Belle and Sebastian
The BBC Sessions
Belle and Sebastian’s latest release, The BBC Sessions, is a collection of, that’s right, BBC sessions culled from various radio performances from 1996-2001. Consisting of songs recorded for Mark Radcliffe, Steve Lamacq, and Saint John Peel, it’s a solid but oftentimes bland and uninspiring release. Initial copies (for the cool kids, I suppose) also include a bonus disc of a 2001 Christmas concert from Belfast.
Though a couple of the songs included do venture away their album counterparts, the release’s biggest drawback is that the majority of songs included are nearly identical to the studio versions, both lyrically and musically. In fact, anyone except the most dedicated and hardcore Belle and Sebastian fans would likely be hard pressed to easily distinguish these radio versions from those released on the band’s studio albums.

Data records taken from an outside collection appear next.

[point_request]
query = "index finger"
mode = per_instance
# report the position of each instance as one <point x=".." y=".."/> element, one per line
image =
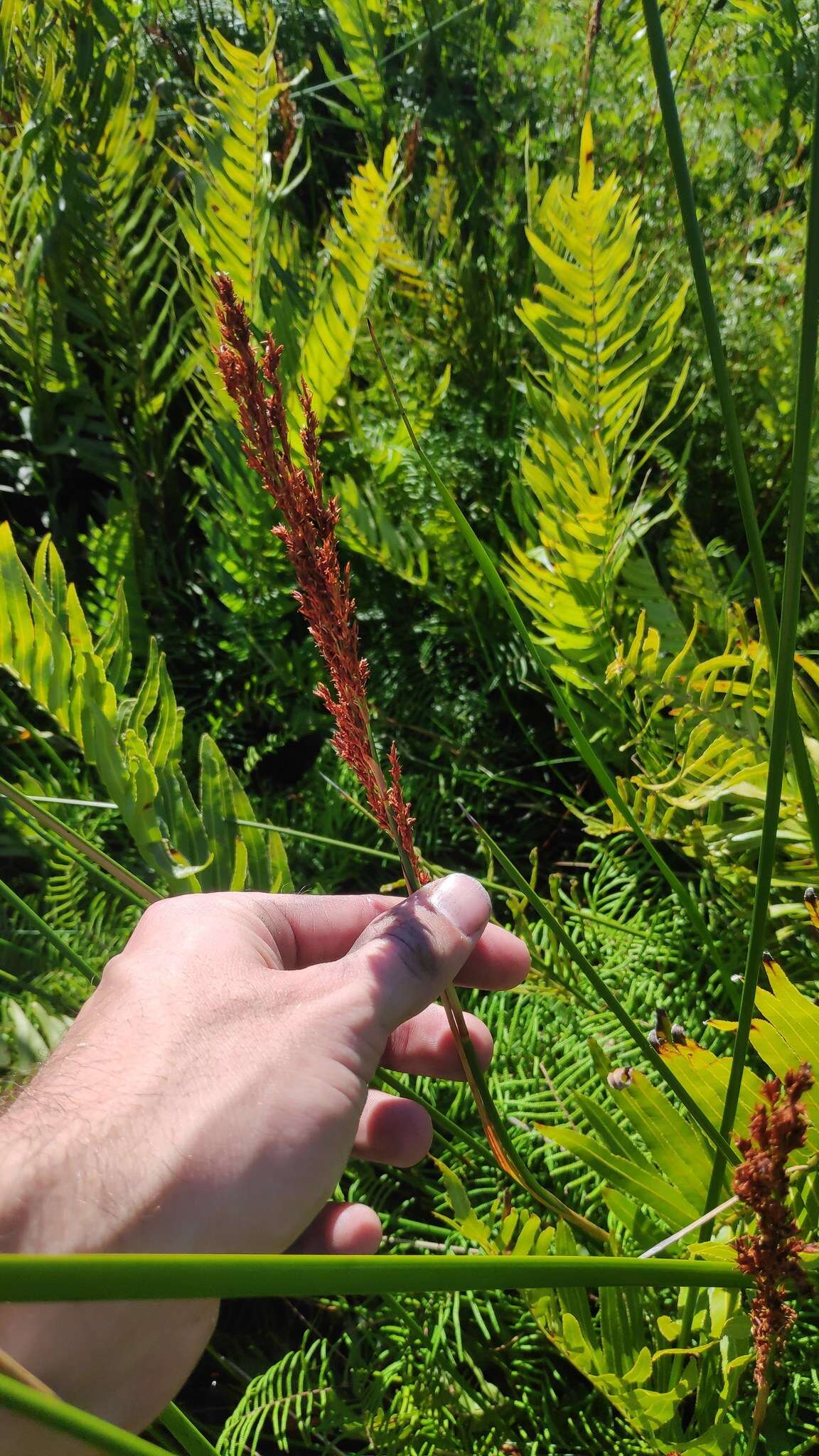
<point x="309" y="929"/>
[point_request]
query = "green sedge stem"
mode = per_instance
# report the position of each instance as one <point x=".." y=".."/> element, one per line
<point x="183" y="1430"/>
<point x="722" y="380"/>
<point x="59" y="1415"/>
<point x="538" y="655"/>
<point x="498" y="1138"/>
<point x="781" y="641"/>
<point x="44" y="1279"/>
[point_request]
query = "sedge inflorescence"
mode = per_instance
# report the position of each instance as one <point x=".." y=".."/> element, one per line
<point x="308" y="529"/>
<point x="778" y="1128"/>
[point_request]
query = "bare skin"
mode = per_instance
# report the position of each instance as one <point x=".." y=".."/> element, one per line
<point x="208" y="1100"/>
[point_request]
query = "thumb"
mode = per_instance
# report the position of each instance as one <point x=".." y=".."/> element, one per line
<point x="414" y="951"/>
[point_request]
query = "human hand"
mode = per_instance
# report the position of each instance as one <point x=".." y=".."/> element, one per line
<point x="208" y="1100"/>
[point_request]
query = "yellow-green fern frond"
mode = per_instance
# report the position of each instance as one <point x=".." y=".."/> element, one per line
<point x="583" y="501"/>
<point x="701" y="744"/>
<point x="133" y="743"/>
<point x="360" y="28"/>
<point x="355" y="245"/>
<point x="228" y="219"/>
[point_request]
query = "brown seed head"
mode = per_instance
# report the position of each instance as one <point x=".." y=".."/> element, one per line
<point x="771" y="1254"/>
<point x="308" y="532"/>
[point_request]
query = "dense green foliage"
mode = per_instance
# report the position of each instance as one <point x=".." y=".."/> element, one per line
<point x="427" y="166"/>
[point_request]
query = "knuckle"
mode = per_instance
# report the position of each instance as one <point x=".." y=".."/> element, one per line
<point x="413" y="947"/>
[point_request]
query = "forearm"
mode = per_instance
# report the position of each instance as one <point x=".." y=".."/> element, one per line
<point x="59" y="1194"/>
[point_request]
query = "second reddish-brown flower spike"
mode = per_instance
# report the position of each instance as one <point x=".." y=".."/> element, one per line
<point x="309" y="535"/>
<point x="778" y="1128"/>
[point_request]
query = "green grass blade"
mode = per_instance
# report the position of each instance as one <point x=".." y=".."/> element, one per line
<point x="43" y="1279"/>
<point x="540" y="657"/>
<point x="783" y="693"/>
<point x="57" y="833"/>
<point x="59" y="1415"/>
<point x="714" y="1136"/>
<point x="183" y="1430"/>
<point x="28" y="914"/>
<point x="734" y="436"/>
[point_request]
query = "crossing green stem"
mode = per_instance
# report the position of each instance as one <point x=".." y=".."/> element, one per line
<point x="60" y="1415"/>
<point x="43" y="1278"/>
<point x="722" y="382"/>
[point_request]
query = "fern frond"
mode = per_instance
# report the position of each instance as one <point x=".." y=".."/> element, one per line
<point x="580" y="518"/>
<point x="353" y="247"/>
<point x="133" y="743"/>
<point x="360" y="28"/>
<point x="701" y="742"/>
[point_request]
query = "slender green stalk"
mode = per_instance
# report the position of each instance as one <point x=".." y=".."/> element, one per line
<point x="95" y="861"/>
<point x="441" y="1121"/>
<point x="792" y="587"/>
<point x="28" y="914"/>
<point x="540" y="657"/>
<point x="734" y="434"/>
<point x="43" y="1278"/>
<point x="59" y="1415"/>
<point x="714" y="1136"/>
<point x="183" y="1430"/>
<point x="781" y="641"/>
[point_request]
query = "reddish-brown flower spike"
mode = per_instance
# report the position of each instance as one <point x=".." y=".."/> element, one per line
<point x="771" y="1256"/>
<point x="308" y="533"/>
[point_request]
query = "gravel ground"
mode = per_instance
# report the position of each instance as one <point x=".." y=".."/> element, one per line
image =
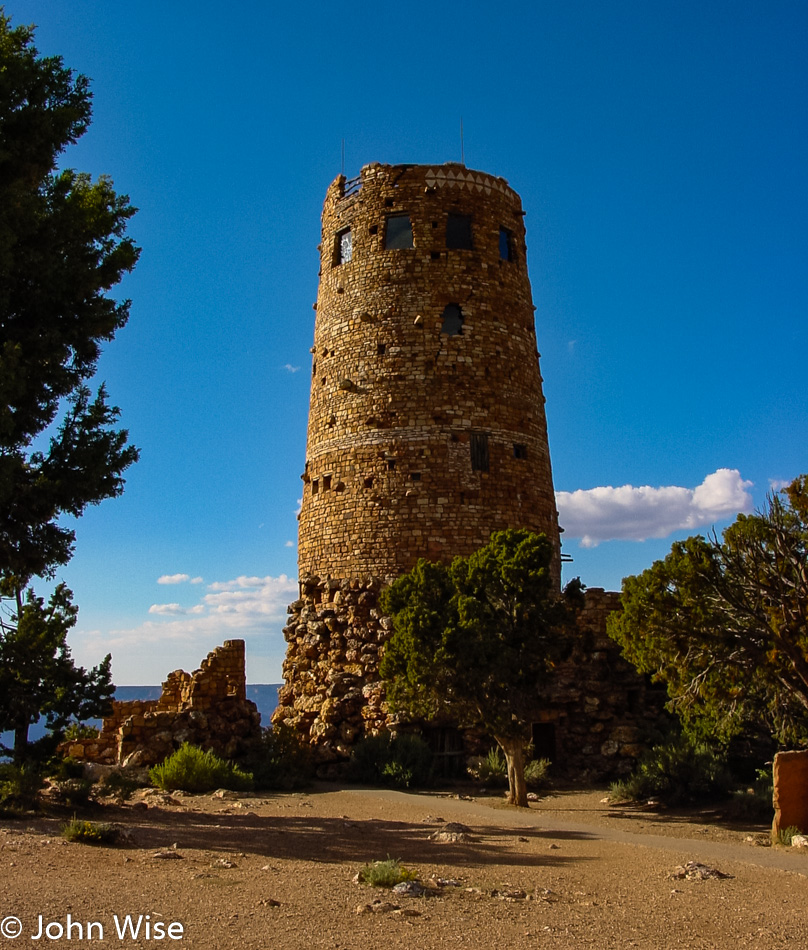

Of course, most of the songs are good enough to allow the listener to occasionally look past this problem. Opening track “The State I Am In” is a solid start, if only for classic, despicable and selfishly hilarious lines like “My brother had confessed he was gay / It took the heat off me for a while” and “I was moved to kick the crutches from my crippled friend.” “Like Dylan In the Movies,” “Judy and the Dream of Horses,” and “The Stars of Track and Field” – three songs from the band’s most successful and obscenely worshiped album, If You’re Feeling Sinister -follow, but are also damn near carbon copies of the versions from that indie object of reverence. Singer Stuart Murdoch’s vocals and the band’s arrangements are a bit like staring at your twin brother: The differences are hard to find without uncomfortably close scrutiny. Though I’m certainly not asking for any type of techno-thrash-pop interpretation of the songs, the performances come across as too staid and predictable.
One of the big attractions for the band’s most dedicated fans here is the inclusion of four oft-bootlegged tracks recorded for Peel in 2001, with this release marking the first time these songs have been officially available. Each of these songs shows Belle and Sebastian evolving beyond their “signature” sound, with uneven and mixed results. “Shoot the Sexual Athlete” is kinda funky in a meek way, and also contains enough musical references to allow the listener to at least momentarily geek out. “The Magic of a Kind Word” is incredibly poppy and plays like a pastiche of bubblegum pop songs, or, perversely, something from The Brady Bunch or The Partridge Family. The final two previously unreleased songs, “Nothing In the Silence” and “(My Girl’s Got) Miraculous Technique,” are tedious and somewhat plodding.
This release is perhaps best left for the wee-bit twee completists out there. Though most of the song choices are solid (the less said about the saccharine, overly-nasal, so-tender-it-makes-James-Taylor-sound-like-a-badass “Seymour Stein” the better), this release isn’t a landmark entry in Belle and Sebastian’s catalog. Its primary shortcoming is that the quality of the songs isn’t enough to shake the listener’s from feeling that this road’s been stomped before, and with much better flow and cohesiveness, on the band’s studio releases. Of course there’s a fine line between a band playing to its strengths by maintaining its style and that band butchering its songs in the name of experimentation and artistic growth. Still, The BBC Sessions relies too heavily on playing it safe; the end result is a collection of songs performed with very little sense of surprise or adventure.